Invited by Prime Minister Henry Puna, Sylvia Earle was in the Cook Islands during the Pacific Islands Forum last month. Sylvia is an oceanographer, aquanaut and author. Named by Time Magazine as the first “Hero for the Planet”, Sylvia was a research fellow or associate at Harvard University from 1967-1991 and was a chief scientist at the U.S. National Oceanic and Atomospheric Administration from 1990 to 1992. Since 1998 she has been a National Geographic explorer-in-residence.
Sylvia led the first team of women aquanauts in 1970. In 1979, she made an open-ocean JIM suit dive to the sea floor near Oahu, setting a women's depth record of 381 metres (1,250 ft). She also holds the women's depth record for a solo dive in a submersible: 1,000 metres (3,300 ft).

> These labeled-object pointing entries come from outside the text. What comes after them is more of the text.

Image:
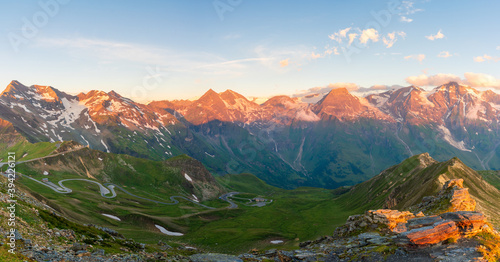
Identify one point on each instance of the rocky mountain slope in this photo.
(317, 144)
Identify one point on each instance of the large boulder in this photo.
(429, 235)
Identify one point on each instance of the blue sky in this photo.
(152, 50)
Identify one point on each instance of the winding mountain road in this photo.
(109, 188)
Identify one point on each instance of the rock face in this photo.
(418, 230)
(390, 218)
(452, 197)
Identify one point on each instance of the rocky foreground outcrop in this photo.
(444, 227)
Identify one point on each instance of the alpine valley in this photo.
(407, 174)
(340, 140)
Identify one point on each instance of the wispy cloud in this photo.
(279, 58)
(391, 38)
(439, 35)
(445, 54)
(434, 80)
(406, 9)
(470, 79)
(284, 63)
(485, 58)
(405, 19)
(368, 34)
(482, 80)
(340, 35)
(106, 51)
(418, 57)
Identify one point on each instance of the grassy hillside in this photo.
(404, 185)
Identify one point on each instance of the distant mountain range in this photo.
(340, 140)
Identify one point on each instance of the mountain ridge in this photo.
(314, 144)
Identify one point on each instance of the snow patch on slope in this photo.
(449, 138)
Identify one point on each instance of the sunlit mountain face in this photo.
(340, 140)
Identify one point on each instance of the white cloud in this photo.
(348, 86)
(445, 54)
(340, 35)
(481, 80)
(470, 79)
(419, 57)
(368, 34)
(316, 56)
(439, 35)
(485, 58)
(328, 51)
(405, 19)
(284, 63)
(391, 38)
(405, 9)
(272, 57)
(434, 80)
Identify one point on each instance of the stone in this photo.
(423, 221)
(78, 247)
(430, 235)
(461, 200)
(389, 217)
(212, 257)
(469, 223)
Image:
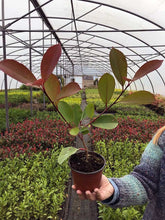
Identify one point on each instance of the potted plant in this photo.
(83, 162)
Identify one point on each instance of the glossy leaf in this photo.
(88, 111)
(77, 112)
(106, 86)
(50, 60)
(68, 90)
(147, 68)
(119, 65)
(74, 131)
(66, 153)
(106, 121)
(38, 83)
(140, 97)
(84, 130)
(17, 71)
(52, 87)
(66, 110)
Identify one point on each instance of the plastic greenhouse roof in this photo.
(87, 30)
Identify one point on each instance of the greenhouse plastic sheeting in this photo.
(87, 30)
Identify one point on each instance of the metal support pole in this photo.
(43, 51)
(4, 57)
(30, 61)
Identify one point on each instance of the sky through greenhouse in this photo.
(87, 30)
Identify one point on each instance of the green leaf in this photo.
(106, 121)
(84, 130)
(66, 110)
(17, 71)
(68, 90)
(119, 65)
(74, 131)
(52, 87)
(147, 68)
(106, 86)
(66, 153)
(77, 112)
(140, 97)
(89, 110)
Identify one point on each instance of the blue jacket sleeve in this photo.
(140, 185)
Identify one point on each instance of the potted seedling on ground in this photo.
(83, 163)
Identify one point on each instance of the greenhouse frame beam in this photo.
(46, 21)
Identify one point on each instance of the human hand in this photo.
(104, 192)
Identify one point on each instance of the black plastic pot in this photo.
(87, 179)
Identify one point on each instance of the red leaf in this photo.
(147, 68)
(50, 60)
(17, 71)
(52, 87)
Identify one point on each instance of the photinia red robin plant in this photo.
(73, 115)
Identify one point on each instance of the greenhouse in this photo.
(80, 77)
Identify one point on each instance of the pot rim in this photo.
(87, 173)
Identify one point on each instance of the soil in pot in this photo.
(86, 173)
(80, 162)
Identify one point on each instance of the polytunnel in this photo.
(86, 30)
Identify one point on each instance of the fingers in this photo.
(91, 195)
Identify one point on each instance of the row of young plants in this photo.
(19, 115)
(35, 136)
(121, 158)
(32, 187)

Sylvia is an advocate of marine protection and has given scientific, technical and general interest lectures in over 60 countries.
Says Sylvia: “People ask: Why should I care about the ocean? Because the ocean is the cornerstone of earth's life support system, it shapes climate and weather. It holds most of life on earth. 97% of earth's water is there. It's the blue heart of the planet — we should take care of our heart. It's what makes life possible for us. We still have a really good chance to make things better than they are. They won't get better unless we take the action and inspire others to do the same thing. No one is without power. Everybody has the capacity to do something.”
Sylvia had dinner with the Prime Minister in Rarotonga, went SCUBA diving in Aitutaki and spent time with TIS and Nan Hauser of Cook Islands Whale Research during a whale watching tour with the Conservation International CEO and staff.